TRAS LA SOMBRA DE FANSHAWE
Auster suele acorralar a sus protagonistas hasta el límite de sí mismos, y un poco más lejos. En el compendio que hoy visitamos, La habitación cerrada contiene no el ‘broche de oro’ sino el más profundo de los tres abismos. Es aquí donde el narrador cobra mayor relevancia, si bien continúa sin dejar clara su identidad. Pero eso no le importa porque no pretende hablar de sí mismo sino de Fanshawe, su mejor amigo, quien al igual que él es un escritor aunque nunca ha publicado. Siguiendo las instrucciones que hace tiempo le dio Fanshawe, su esposa Sophie busca a nuestro narrador y le delega la decisión de qué hacer con todos sus manuscritos. Los textos son tremendamente buenos y por ello él se encarga de su difusión, y después de su familia. La vida del narrador es perfecta hasta que un día admite lo que ocurre: no es ‘su’ vida, ésta ha desaparecido bajo el fantasma de Fanshawe. Y ese es sólo el comienzo.
Lo que un editor expresa de Fanshawe en La habitación... puede aplicársele al mismo Paul y al impacto que provoca La trilogía...: No hay duda de que el hombre sabía escribir. Leí el libro hace más de dos semanas y no me ha abandonado desde entonces. No puedo quitármelo de la cabeza. Me acuerdo de él una y otra vez, y siempre en los momentos más extraños.

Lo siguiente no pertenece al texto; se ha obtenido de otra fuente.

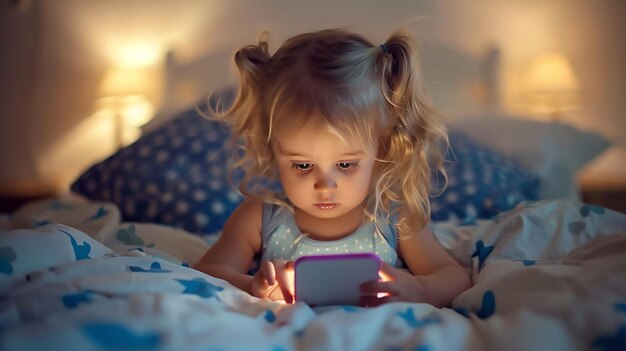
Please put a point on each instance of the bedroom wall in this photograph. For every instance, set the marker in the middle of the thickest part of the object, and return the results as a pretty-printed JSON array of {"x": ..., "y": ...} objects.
[{"x": 53, "y": 55}]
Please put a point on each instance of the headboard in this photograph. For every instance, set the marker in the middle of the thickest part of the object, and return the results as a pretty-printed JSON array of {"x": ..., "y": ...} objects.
[{"x": 458, "y": 82}]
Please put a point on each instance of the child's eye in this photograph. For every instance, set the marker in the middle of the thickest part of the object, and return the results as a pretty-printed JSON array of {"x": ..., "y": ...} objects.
[
  {"x": 302, "y": 166},
  {"x": 347, "y": 166}
]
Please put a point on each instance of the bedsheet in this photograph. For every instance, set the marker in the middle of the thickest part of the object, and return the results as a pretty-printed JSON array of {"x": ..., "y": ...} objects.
[{"x": 546, "y": 276}]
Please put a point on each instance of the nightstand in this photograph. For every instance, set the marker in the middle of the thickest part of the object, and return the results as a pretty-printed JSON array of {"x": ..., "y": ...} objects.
[{"x": 603, "y": 181}]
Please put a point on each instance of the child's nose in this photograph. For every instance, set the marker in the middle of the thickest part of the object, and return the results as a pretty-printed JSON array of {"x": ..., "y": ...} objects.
[{"x": 325, "y": 182}]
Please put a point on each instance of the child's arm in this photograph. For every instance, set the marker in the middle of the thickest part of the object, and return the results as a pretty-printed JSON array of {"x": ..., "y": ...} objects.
[
  {"x": 231, "y": 256},
  {"x": 436, "y": 278}
]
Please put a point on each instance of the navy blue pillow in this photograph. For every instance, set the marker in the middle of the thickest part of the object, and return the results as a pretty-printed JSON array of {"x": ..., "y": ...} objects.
[
  {"x": 481, "y": 182},
  {"x": 177, "y": 175}
]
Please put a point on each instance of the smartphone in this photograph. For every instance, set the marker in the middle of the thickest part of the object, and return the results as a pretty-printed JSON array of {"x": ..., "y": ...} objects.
[{"x": 326, "y": 280}]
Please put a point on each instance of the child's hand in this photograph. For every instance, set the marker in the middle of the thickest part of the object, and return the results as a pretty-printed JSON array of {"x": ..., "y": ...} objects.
[
  {"x": 395, "y": 285},
  {"x": 274, "y": 280}
]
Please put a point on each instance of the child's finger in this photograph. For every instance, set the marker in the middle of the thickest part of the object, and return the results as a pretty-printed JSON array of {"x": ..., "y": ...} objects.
[
  {"x": 374, "y": 287},
  {"x": 373, "y": 301},
  {"x": 387, "y": 272},
  {"x": 269, "y": 272},
  {"x": 283, "y": 273}
]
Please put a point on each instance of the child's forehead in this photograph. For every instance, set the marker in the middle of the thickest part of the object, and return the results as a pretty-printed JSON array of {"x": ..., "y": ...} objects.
[{"x": 310, "y": 137}]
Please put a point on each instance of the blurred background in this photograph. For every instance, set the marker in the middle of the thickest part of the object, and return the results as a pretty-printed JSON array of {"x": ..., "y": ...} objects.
[{"x": 62, "y": 107}]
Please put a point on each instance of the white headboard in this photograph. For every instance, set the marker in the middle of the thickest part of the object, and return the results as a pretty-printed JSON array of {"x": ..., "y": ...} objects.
[{"x": 458, "y": 82}]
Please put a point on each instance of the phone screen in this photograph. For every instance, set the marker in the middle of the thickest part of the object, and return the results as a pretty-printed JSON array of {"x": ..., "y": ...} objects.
[{"x": 334, "y": 279}]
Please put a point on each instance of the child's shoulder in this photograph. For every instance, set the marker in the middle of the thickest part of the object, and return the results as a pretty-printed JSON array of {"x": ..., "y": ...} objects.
[{"x": 248, "y": 213}]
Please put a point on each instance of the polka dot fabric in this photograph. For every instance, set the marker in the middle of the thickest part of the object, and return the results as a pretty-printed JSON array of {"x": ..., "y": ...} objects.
[
  {"x": 481, "y": 182},
  {"x": 176, "y": 175}
]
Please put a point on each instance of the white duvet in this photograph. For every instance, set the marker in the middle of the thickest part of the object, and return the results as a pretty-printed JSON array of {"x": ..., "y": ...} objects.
[{"x": 547, "y": 276}]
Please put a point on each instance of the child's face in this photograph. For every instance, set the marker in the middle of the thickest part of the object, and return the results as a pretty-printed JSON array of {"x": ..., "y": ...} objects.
[{"x": 321, "y": 174}]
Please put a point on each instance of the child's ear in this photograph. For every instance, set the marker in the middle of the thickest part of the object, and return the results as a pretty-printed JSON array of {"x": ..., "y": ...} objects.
[{"x": 383, "y": 146}]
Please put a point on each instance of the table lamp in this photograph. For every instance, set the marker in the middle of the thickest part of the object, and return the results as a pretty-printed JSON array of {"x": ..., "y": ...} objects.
[{"x": 551, "y": 86}]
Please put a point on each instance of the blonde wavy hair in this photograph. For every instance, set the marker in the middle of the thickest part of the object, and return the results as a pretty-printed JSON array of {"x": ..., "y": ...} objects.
[{"x": 350, "y": 86}]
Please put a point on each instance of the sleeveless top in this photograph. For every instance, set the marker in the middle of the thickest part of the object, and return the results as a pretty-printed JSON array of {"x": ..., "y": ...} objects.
[{"x": 282, "y": 239}]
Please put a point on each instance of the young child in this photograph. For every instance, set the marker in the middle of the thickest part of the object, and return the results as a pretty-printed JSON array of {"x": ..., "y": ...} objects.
[{"x": 343, "y": 126}]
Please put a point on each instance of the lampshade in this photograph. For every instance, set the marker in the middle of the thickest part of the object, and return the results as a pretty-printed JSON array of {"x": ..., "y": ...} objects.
[
  {"x": 551, "y": 85},
  {"x": 123, "y": 81},
  {"x": 125, "y": 94}
]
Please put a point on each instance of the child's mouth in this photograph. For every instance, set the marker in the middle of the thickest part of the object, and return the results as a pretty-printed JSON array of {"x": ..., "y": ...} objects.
[{"x": 326, "y": 206}]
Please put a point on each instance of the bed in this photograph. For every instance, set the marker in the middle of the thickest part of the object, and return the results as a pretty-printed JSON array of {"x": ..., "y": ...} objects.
[{"x": 107, "y": 266}]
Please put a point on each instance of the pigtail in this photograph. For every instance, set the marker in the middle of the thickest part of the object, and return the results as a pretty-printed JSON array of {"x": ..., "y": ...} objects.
[
  {"x": 416, "y": 141},
  {"x": 246, "y": 117}
]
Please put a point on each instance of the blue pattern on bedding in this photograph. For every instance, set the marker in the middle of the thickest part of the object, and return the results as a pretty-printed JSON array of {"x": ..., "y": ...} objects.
[
  {"x": 121, "y": 300},
  {"x": 200, "y": 287},
  {"x": 413, "y": 322},
  {"x": 482, "y": 252},
  {"x": 155, "y": 267},
  {"x": 128, "y": 236},
  {"x": 81, "y": 251},
  {"x": 481, "y": 182}
]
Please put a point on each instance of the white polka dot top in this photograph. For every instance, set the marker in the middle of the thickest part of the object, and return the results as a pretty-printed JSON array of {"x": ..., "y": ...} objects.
[{"x": 282, "y": 239}]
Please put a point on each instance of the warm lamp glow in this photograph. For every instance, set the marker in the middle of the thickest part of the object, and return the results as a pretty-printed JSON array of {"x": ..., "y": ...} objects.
[
  {"x": 125, "y": 97},
  {"x": 551, "y": 85}
]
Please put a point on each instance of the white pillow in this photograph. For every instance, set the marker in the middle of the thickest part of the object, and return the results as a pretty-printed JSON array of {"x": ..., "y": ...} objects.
[{"x": 554, "y": 151}]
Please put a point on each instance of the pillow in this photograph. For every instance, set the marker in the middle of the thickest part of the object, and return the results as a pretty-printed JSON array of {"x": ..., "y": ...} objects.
[
  {"x": 554, "y": 151},
  {"x": 481, "y": 182},
  {"x": 175, "y": 175}
]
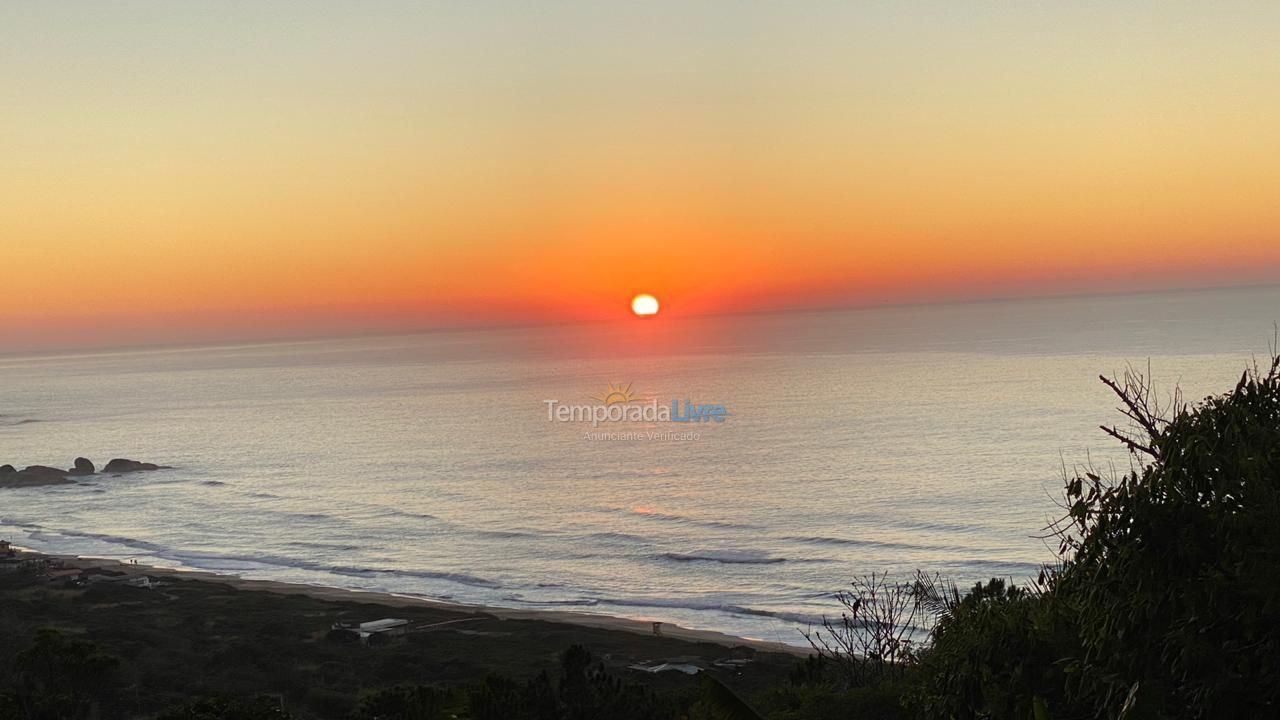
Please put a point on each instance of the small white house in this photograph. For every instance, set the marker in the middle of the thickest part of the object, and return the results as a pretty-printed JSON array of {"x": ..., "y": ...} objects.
[{"x": 389, "y": 627}]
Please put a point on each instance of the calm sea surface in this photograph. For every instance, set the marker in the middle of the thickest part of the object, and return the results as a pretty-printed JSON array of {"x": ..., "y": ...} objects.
[{"x": 929, "y": 437}]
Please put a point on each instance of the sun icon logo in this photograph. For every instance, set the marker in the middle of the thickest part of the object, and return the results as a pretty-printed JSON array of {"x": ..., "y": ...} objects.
[{"x": 616, "y": 393}]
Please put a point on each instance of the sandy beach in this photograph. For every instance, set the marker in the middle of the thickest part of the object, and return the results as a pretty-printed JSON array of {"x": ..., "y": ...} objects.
[{"x": 600, "y": 621}]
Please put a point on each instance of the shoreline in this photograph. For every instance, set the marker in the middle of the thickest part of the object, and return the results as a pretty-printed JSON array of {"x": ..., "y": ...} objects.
[{"x": 592, "y": 620}]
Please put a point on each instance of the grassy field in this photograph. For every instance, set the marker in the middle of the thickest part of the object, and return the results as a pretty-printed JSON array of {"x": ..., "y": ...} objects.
[{"x": 193, "y": 637}]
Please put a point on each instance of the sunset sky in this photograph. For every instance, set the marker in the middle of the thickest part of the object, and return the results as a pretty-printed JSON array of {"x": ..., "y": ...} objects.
[{"x": 190, "y": 172}]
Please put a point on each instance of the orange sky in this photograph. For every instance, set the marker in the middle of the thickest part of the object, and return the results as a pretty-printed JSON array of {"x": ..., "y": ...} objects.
[{"x": 179, "y": 173}]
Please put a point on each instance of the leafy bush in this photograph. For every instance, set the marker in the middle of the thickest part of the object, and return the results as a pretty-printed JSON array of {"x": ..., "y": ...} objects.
[{"x": 1174, "y": 570}]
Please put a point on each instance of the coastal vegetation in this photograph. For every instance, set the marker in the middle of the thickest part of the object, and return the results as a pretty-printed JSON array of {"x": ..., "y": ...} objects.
[{"x": 1164, "y": 602}]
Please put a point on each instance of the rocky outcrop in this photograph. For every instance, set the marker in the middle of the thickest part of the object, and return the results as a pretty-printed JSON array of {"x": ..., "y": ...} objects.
[
  {"x": 126, "y": 465},
  {"x": 35, "y": 475},
  {"x": 32, "y": 475}
]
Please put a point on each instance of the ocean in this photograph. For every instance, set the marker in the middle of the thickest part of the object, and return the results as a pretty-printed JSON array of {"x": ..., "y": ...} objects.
[{"x": 928, "y": 437}]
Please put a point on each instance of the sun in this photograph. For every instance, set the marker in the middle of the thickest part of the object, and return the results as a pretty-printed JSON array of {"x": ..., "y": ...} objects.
[{"x": 644, "y": 305}]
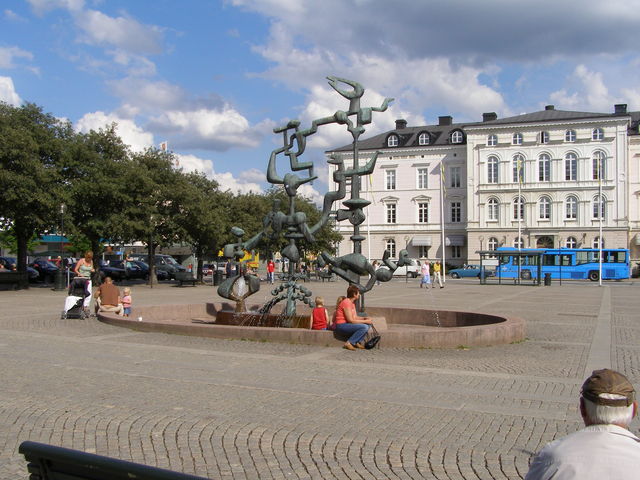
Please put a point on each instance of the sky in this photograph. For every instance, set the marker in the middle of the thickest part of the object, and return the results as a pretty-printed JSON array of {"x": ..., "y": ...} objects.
[{"x": 213, "y": 78}]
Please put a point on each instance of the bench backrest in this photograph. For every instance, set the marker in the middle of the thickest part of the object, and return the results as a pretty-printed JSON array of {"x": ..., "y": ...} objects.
[{"x": 47, "y": 462}]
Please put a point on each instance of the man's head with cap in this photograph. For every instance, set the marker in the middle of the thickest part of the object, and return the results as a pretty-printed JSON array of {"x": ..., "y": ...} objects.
[{"x": 607, "y": 397}]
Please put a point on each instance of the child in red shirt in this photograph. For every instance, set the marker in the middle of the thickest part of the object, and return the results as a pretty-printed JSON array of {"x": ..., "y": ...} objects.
[{"x": 319, "y": 315}]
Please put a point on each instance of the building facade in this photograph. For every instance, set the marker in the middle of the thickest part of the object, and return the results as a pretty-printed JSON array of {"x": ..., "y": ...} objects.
[{"x": 551, "y": 178}]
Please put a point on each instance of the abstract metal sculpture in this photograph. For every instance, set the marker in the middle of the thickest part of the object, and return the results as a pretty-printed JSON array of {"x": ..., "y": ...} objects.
[{"x": 293, "y": 225}]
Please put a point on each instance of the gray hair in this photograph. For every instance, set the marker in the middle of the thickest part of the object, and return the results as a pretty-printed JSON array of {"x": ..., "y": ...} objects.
[{"x": 606, "y": 415}]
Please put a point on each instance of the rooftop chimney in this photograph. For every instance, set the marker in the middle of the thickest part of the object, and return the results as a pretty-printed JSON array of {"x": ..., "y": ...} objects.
[
  {"x": 489, "y": 116},
  {"x": 620, "y": 108},
  {"x": 400, "y": 124}
]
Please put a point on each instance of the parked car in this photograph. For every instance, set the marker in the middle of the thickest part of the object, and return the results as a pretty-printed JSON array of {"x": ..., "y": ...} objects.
[
  {"x": 144, "y": 267},
  {"x": 413, "y": 270},
  {"x": 108, "y": 270},
  {"x": 470, "y": 271},
  {"x": 46, "y": 269},
  {"x": 131, "y": 269},
  {"x": 10, "y": 263},
  {"x": 208, "y": 269},
  {"x": 163, "y": 262}
]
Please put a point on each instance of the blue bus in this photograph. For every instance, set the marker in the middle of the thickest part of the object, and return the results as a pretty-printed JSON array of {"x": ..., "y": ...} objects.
[{"x": 563, "y": 263}]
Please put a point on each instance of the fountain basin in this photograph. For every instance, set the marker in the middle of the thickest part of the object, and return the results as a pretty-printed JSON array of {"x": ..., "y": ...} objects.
[{"x": 399, "y": 327}]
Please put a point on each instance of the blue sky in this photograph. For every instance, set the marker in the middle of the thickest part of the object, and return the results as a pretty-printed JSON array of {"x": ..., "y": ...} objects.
[{"x": 213, "y": 78}]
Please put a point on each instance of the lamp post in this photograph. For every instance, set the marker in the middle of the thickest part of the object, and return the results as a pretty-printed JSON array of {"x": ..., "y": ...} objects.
[{"x": 59, "y": 280}]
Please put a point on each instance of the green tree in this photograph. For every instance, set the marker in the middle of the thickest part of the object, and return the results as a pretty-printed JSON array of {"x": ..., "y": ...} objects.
[
  {"x": 97, "y": 172},
  {"x": 154, "y": 203},
  {"x": 33, "y": 145},
  {"x": 204, "y": 216}
]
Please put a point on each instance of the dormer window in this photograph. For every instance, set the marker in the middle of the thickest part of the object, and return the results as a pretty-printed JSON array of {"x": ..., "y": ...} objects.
[
  {"x": 570, "y": 136},
  {"x": 544, "y": 137},
  {"x": 457, "y": 137},
  {"x": 517, "y": 139},
  {"x": 597, "y": 134}
]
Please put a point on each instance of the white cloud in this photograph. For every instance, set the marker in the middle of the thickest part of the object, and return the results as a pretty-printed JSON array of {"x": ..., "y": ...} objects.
[
  {"x": 130, "y": 133},
  {"x": 253, "y": 175},
  {"x": 417, "y": 83},
  {"x": 13, "y": 16},
  {"x": 587, "y": 91},
  {"x": 149, "y": 95},
  {"x": 206, "y": 128},
  {"x": 227, "y": 181},
  {"x": 8, "y": 93},
  {"x": 124, "y": 33},
  {"x": 9, "y": 54},
  {"x": 41, "y": 7}
]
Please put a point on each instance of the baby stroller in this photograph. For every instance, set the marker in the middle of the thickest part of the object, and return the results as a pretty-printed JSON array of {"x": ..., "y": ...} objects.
[{"x": 76, "y": 305}]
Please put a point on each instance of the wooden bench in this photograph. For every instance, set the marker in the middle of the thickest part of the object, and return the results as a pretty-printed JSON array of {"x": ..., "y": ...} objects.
[
  {"x": 47, "y": 462},
  {"x": 14, "y": 280},
  {"x": 186, "y": 277}
]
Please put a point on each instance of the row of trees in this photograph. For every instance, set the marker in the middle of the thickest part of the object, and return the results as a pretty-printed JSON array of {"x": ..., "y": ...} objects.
[{"x": 113, "y": 193}]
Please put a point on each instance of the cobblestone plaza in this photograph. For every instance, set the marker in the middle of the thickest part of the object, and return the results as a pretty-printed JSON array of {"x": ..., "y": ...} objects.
[{"x": 237, "y": 409}]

Manteniendo su juego de espejos y mezclando aquí y allá rasgos autobiográficos en las experiencias de sus personajes, Auster sacude a los lectores a tal punto que la historia no concluye con el final del volumen; el ejemplar quedó sobre la mesa o en el librero, pero la frontera entre ficción y realidad ya no es muy clara.